Input may be fasta or fastq, compressed or uncompressed.

Parameters

Parameters are organized by their function in the alignment process. All parameters from the shell script are preserved in their original groupings.

Standard parameters

in=<file>: Primary input, or read 1 input. Can be fasta or fastq, compressed or uncompressed.
in2=<file>: Read 2 input if reads are in two files.
out=<file>: Primary output, or read 1 output. Aligned reads in SAM format by default.
out2=<file>: Read 2 output if reads are in two files.
outu=<file>: Optional unmapped read output. Reads that do not align to the reference.
outu2=<file>: Optional unmapped read 2 output. Paired reads that do not align to the reference.
ref=<file>: Reference sequence file. Should be a small, single-contig reference like PhiX. Required parameter.

Processing parameters

k=17: Main kmer length. Used for initial alignment. Also accepts k1 or kbig as aliases.
k2=13: Sub-kmer length for paired reads only. Used when attempting to map the mate of a mapped read. Also accepts ksmall as alias.
minid=0.66: Minimum alignment identity (0.0-1.0). Reads with lower identity are considered unmapped. Also accepts minid1 as alias.
minid2=0.56: Minimum alignment identity if the mate is mapped (0.0-1.0). Allows lower identity threshold for mate mapping.
mm=1: Middle mask length; the index uses gapped kmers. Sets both mm1 and mm2 to this value.
mm1=1: Middle mask length for k1 kmers. Individual control over primary kmer masking.
mm2=1: Middle mask length for k2 kmers. Individual control over secondary kmer masking.

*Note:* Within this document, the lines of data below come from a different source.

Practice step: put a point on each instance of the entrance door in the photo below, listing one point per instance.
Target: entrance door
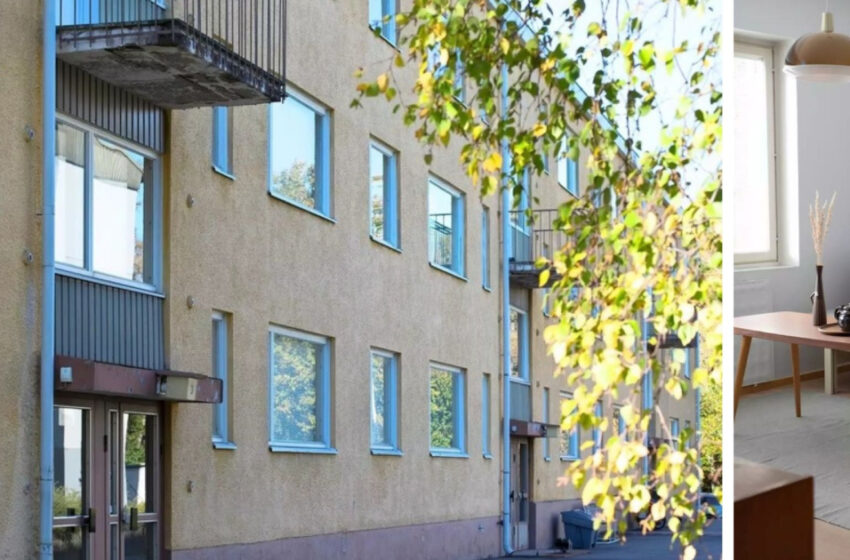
(519, 493)
(107, 481)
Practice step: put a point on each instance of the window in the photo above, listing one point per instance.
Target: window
(445, 224)
(299, 147)
(546, 421)
(222, 437)
(223, 140)
(519, 344)
(300, 391)
(382, 16)
(485, 248)
(754, 186)
(485, 416)
(570, 441)
(568, 169)
(384, 403)
(383, 195)
(107, 208)
(448, 411)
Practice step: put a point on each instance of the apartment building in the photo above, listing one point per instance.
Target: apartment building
(276, 331)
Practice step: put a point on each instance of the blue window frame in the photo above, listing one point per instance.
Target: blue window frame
(300, 153)
(223, 140)
(383, 195)
(382, 16)
(568, 170)
(570, 441)
(446, 222)
(448, 411)
(222, 437)
(299, 392)
(384, 403)
(485, 416)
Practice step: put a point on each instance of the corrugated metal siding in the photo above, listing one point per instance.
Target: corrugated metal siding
(82, 96)
(108, 324)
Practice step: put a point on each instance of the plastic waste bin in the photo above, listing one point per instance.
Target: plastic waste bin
(578, 528)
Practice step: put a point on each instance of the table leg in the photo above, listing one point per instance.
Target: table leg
(829, 370)
(795, 365)
(742, 366)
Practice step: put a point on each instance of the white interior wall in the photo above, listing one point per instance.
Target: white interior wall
(813, 154)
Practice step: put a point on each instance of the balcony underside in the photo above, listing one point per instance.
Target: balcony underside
(168, 63)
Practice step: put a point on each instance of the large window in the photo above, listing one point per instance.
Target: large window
(519, 344)
(754, 181)
(382, 17)
(383, 195)
(445, 227)
(223, 140)
(299, 146)
(384, 403)
(222, 437)
(448, 411)
(106, 206)
(299, 391)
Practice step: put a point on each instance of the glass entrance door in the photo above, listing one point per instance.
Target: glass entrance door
(107, 481)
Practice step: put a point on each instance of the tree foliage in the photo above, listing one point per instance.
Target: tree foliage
(643, 252)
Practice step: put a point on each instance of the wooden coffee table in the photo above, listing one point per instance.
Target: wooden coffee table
(796, 329)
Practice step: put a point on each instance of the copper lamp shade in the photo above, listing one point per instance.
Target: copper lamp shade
(821, 57)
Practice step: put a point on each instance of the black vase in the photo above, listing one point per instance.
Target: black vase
(818, 302)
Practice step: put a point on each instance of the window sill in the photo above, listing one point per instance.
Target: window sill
(385, 244)
(278, 448)
(449, 454)
(223, 173)
(302, 207)
(448, 271)
(387, 452)
(148, 289)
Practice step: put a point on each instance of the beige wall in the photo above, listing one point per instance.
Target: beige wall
(20, 32)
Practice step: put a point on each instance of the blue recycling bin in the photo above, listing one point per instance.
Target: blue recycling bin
(578, 528)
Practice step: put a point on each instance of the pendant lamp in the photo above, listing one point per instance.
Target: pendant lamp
(820, 57)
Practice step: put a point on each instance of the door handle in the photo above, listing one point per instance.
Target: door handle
(91, 520)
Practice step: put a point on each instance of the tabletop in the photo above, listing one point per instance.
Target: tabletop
(788, 326)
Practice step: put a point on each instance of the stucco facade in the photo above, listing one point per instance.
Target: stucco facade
(227, 245)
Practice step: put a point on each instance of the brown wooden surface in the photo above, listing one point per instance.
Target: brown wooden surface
(774, 513)
(788, 326)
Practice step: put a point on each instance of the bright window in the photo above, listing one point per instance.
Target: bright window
(445, 227)
(299, 147)
(223, 140)
(519, 344)
(382, 16)
(106, 206)
(222, 437)
(570, 441)
(448, 411)
(300, 391)
(754, 181)
(383, 194)
(384, 403)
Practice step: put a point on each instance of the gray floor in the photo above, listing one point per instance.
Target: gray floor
(818, 443)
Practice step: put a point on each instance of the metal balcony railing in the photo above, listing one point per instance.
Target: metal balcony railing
(245, 38)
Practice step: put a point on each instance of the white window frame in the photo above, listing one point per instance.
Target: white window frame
(458, 413)
(458, 267)
(324, 194)
(87, 272)
(222, 436)
(574, 442)
(750, 50)
(390, 196)
(222, 141)
(324, 417)
(391, 410)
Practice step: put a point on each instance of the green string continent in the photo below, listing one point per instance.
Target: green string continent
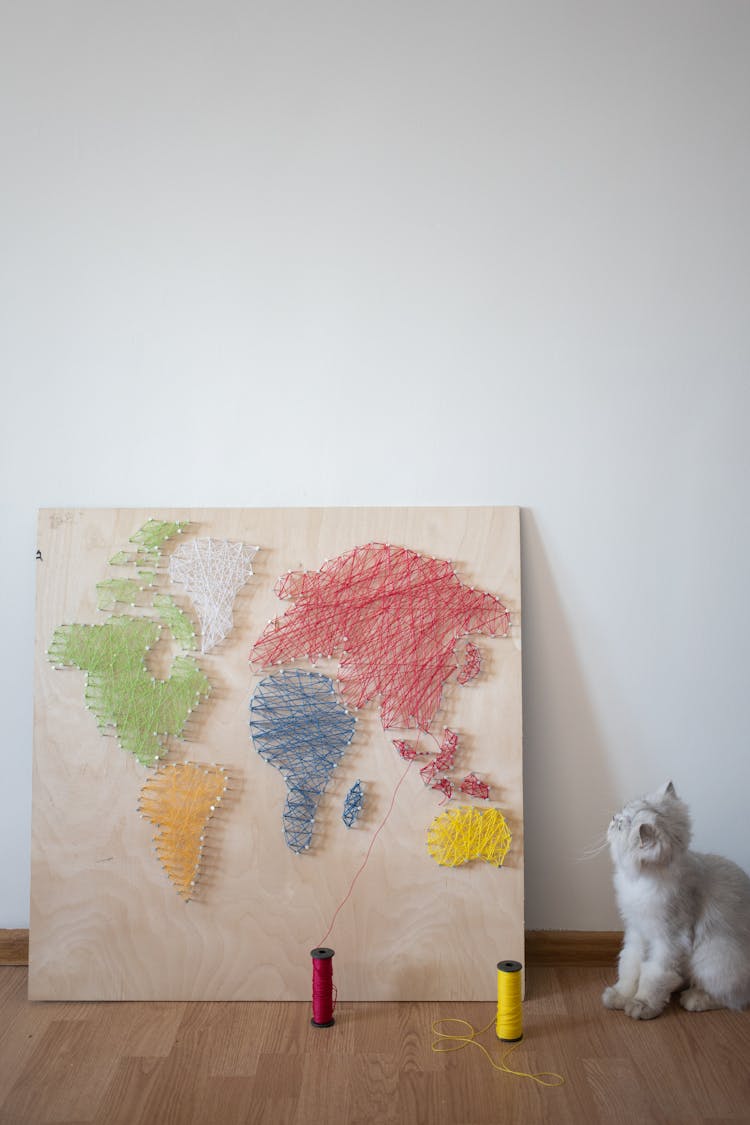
(119, 689)
(113, 591)
(175, 620)
(155, 532)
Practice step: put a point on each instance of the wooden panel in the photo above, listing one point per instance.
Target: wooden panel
(543, 947)
(14, 946)
(106, 923)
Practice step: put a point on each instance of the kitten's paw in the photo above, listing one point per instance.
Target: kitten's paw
(696, 999)
(613, 998)
(641, 1009)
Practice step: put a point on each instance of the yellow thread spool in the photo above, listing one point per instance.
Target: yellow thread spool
(508, 1024)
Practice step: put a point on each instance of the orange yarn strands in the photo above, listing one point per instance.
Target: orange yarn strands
(179, 800)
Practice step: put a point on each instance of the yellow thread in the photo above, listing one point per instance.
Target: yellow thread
(470, 1040)
(460, 835)
(508, 1024)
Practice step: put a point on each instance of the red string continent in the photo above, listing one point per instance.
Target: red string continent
(391, 617)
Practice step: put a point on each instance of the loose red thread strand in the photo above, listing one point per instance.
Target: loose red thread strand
(391, 617)
(367, 856)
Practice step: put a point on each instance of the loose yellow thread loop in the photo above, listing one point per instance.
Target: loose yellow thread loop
(507, 1026)
(470, 1038)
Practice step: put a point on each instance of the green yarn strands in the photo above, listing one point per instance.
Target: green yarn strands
(113, 591)
(126, 699)
(155, 532)
(119, 689)
(175, 620)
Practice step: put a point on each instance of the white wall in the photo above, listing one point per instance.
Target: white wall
(317, 252)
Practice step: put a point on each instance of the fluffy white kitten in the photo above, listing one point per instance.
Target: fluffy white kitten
(686, 915)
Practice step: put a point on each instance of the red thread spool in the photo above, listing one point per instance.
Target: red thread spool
(323, 1002)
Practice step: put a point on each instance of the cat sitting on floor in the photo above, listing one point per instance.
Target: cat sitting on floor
(686, 915)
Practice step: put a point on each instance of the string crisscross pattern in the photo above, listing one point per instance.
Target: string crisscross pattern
(213, 572)
(392, 619)
(460, 835)
(353, 803)
(180, 800)
(119, 690)
(298, 725)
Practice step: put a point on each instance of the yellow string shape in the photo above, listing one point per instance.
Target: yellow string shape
(460, 835)
(542, 1078)
(179, 800)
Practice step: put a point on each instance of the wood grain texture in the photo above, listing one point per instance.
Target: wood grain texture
(251, 1063)
(14, 946)
(106, 924)
(543, 947)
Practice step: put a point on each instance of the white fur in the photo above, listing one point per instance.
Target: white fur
(686, 915)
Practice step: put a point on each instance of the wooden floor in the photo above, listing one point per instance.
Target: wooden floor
(182, 1063)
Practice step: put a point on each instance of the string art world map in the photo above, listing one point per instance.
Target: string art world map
(392, 619)
(252, 725)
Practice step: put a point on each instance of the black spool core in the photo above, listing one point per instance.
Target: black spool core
(322, 954)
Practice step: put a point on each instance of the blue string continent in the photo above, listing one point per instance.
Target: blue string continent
(298, 726)
(353, 804)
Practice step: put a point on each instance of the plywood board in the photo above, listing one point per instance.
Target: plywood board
(107, 924)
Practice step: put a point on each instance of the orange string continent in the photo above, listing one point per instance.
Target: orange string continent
(179, 800)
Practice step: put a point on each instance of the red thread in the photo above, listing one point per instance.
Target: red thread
(324, 1004)
(445, 786)
(406, 749)
(391, 617)
(471, 664)
(367, 855)
(472, 786)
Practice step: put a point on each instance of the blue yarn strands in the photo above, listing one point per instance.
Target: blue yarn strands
(298, 726)
(353, 804)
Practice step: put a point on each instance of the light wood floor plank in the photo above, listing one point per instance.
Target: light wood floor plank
(263, 1064)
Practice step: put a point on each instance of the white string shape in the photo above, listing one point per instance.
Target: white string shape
(213, 572)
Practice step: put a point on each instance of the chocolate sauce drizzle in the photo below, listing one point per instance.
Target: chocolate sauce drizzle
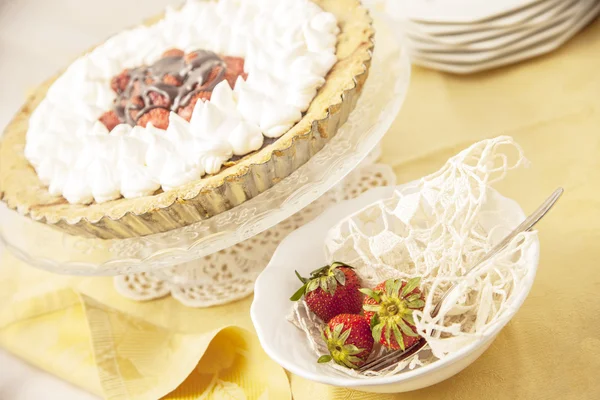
(192, 70)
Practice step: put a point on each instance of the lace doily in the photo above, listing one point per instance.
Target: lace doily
(229, 274)
(436, 229)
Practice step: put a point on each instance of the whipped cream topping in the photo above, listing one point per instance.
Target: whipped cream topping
(288, 47)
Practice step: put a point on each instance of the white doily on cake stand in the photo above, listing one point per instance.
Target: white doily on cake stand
(229, 274)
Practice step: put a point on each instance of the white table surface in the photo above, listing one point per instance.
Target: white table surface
(37, 39)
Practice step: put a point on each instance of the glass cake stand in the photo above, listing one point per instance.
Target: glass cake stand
(182, 249)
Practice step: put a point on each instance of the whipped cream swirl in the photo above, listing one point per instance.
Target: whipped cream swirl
(288, 46)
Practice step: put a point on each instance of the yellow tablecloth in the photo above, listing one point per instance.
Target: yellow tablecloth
(82, 331)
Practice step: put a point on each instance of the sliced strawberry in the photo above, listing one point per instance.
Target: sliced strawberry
(159, 117)
(110, 119)
(186, 112)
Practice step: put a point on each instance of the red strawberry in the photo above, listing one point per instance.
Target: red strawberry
(330, 291)
(173, 53)
(159, 100)
(349, 340)
(389, 309)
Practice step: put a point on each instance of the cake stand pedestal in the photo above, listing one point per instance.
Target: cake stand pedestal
(216, 260)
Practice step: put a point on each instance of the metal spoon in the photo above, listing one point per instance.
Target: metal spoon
(400, 355)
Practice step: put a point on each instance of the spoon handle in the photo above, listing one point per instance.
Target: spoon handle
(524, 226)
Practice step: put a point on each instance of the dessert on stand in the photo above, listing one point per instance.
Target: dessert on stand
(216, 258)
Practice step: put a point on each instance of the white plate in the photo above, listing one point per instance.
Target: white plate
(459, 11)
(483, 32)
(303, 250)
(500, 41)
(537, 11)
(539, 38)
(541, 48)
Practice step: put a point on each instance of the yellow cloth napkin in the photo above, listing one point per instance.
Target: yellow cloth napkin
(82, 331)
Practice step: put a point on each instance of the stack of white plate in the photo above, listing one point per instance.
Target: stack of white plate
(466, 36)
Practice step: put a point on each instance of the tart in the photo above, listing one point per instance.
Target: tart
(179, 120)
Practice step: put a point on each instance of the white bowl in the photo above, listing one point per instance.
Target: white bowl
(303, 250)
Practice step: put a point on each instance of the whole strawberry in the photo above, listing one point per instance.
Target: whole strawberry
(349, 340)
(389, 309)
(330, 291)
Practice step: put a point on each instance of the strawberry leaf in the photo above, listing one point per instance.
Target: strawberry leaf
(388, 334)
(340, 277)
(355, 361)
(397, 287)
(411, 285)
(352, 349)
(302, 279)
(345, 361)
(389, 287)
(374, 321)
(318, 271)
(416, 304)
(324, 359)
(337, 331)
(376, 331)
(299, 293)
(344, 336)
(332, 283)
(312, 285)
(323, 283)
(406, 329)
(398, 336)
(413, 297)
(371, 293)
(407, 316)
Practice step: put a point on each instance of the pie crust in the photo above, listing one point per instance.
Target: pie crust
(21, 189)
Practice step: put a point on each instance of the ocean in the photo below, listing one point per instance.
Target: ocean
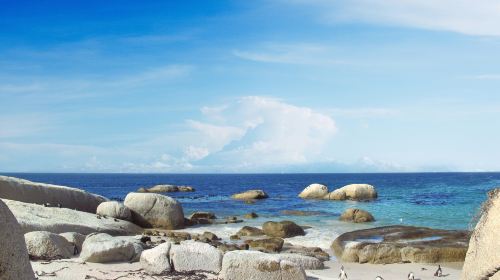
(438, 200)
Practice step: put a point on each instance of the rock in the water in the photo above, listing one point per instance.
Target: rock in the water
(253, 265)
(14, 260)
(156, 261)
(56, 196)
(483, 256)
(250, 195)
(249, 231)
(114, 209)
(34, 217)
(196, 256)
(314, 191)
(356, 216)
(44, 245)
(155, 210)
(104, 248)
(76, 239)
(395, 244)
(283, 229)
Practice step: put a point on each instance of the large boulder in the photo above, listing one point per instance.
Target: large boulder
(54, 195)
(104, 248)
(44, 245)
(196, 256)
(483, 256)
(14, 259)
(356, 216)
(314, 191)
(253, 265)
(250, 195)
(33, 217)
(156, 261)
(395, 244)
(283, 229)
(155, 210)
(114, 209)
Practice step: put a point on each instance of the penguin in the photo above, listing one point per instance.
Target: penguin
(342, 274)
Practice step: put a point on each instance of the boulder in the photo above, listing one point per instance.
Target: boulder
(114, 209)
(14, 259)
(283, 229)
(76, 239)
(104, 248)
(314, 191)
(59, 196)
(249, 231)
(44, 245)
(483, 258)
(356, 216)
(155, 210)
(253, 265)
(33, 217)
(156, 261)
(196, 256)
(395, 244)
(250, 195)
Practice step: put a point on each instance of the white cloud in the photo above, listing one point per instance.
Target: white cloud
(473, 17)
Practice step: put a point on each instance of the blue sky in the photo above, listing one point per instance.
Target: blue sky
(250, 86)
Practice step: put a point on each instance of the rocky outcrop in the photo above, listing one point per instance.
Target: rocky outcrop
(57, 196)
(253, 265)
(196, 256)
(114, 209)
(314, 191)
(104, 248)
(356, 216)
(33, 217)
(14, 260)
(283, 229)
(483, 258)
(155, 210)
(250, 195)
(44, 245)
(156, 261)
(395, 244)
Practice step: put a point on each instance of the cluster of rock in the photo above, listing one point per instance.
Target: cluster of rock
(358, 192)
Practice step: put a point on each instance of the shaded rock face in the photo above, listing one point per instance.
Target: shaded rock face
(250, 195)
(34, 217)
(394, 244)
(14, 260)
(114, 209)
(283, 229)
(252, 265)
(483, 256)
(44, 245)
(155, 210)
(356, 216)
(59, 196)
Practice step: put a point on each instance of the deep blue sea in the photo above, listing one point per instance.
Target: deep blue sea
(440, 200)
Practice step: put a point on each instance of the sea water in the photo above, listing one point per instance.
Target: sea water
(438, 200)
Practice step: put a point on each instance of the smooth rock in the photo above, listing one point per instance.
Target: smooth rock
(44, 245)
(196, 256)
(156, 261)
(114, 209)
(155, 210)
(58, 196)
(33, 217)
(14, 259)
(483, 256)
(314, 191)
(356, 216)
(283, 229)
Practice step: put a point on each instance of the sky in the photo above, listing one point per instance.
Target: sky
(250, 86)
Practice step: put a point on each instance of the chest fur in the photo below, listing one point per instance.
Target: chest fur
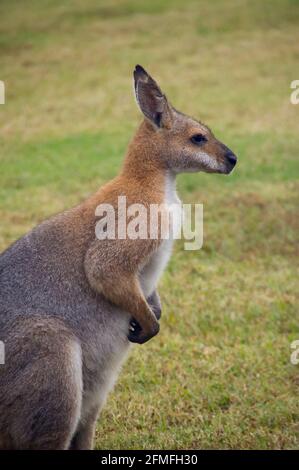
(153, 270)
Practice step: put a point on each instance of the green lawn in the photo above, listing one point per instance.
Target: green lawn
(219, 373)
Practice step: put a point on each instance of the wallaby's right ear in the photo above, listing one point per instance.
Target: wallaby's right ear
(152, 102)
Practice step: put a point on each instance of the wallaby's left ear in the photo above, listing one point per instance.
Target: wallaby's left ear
(152, 102)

Additional Processing Parameters

verbose=f: Print verbose messages during processing. Useful for debugging alignment issues.
ordered=f: Output reads in the same order as input. Requires additional memory buffering.
mappedonly=f: Only output mapped reads. Unmapped reads are discarded instead of written to main output.

Java Parameters

-Xmx: This will set Java's memory usage, overriding autodetection. -Xmx20g will specify 20 gigs of RAM, and -Xmx200m will specify 200 megs. The max is typically 85% of physical memory.
-eoom: This flag will cause the process to exit if an out-of-memory exception occurs. Requires Java 8u92+.
-da: Disable assertions. May provide minor performance improvement.

Examples

Basic Alignment to PhiX

microalign.sh in=reads.fq out=aligned.sam ref=phix.fa

Align single-end reads to PhiX reference with default parameters.

Paired-End Alignment with Unmapped Output

microalign.sh in=reads_1.fq in2=reads_2.fq out=aligned.sam outu=unmapped.fq ref=phix.fa

Align paired-end reads, writing mapped reads to SAM format and unmapped reads to separate file.

Custom Identity Thresholds

microalign.sh in=reads.fq out=aligned.sam ref=control.fa minid=0.80 minid2=0.70

Use higher identity thresholds for more stringent alignment. Useful for detecting contamination.

Optimized for Very Short Reads

microalign.sh in=reads.fq out=aligned.sam ref=adapter.fa k=11 k2=9 minid=0.50

Use shorter kmers and lower identity threshold for aligning very short reads like adapters.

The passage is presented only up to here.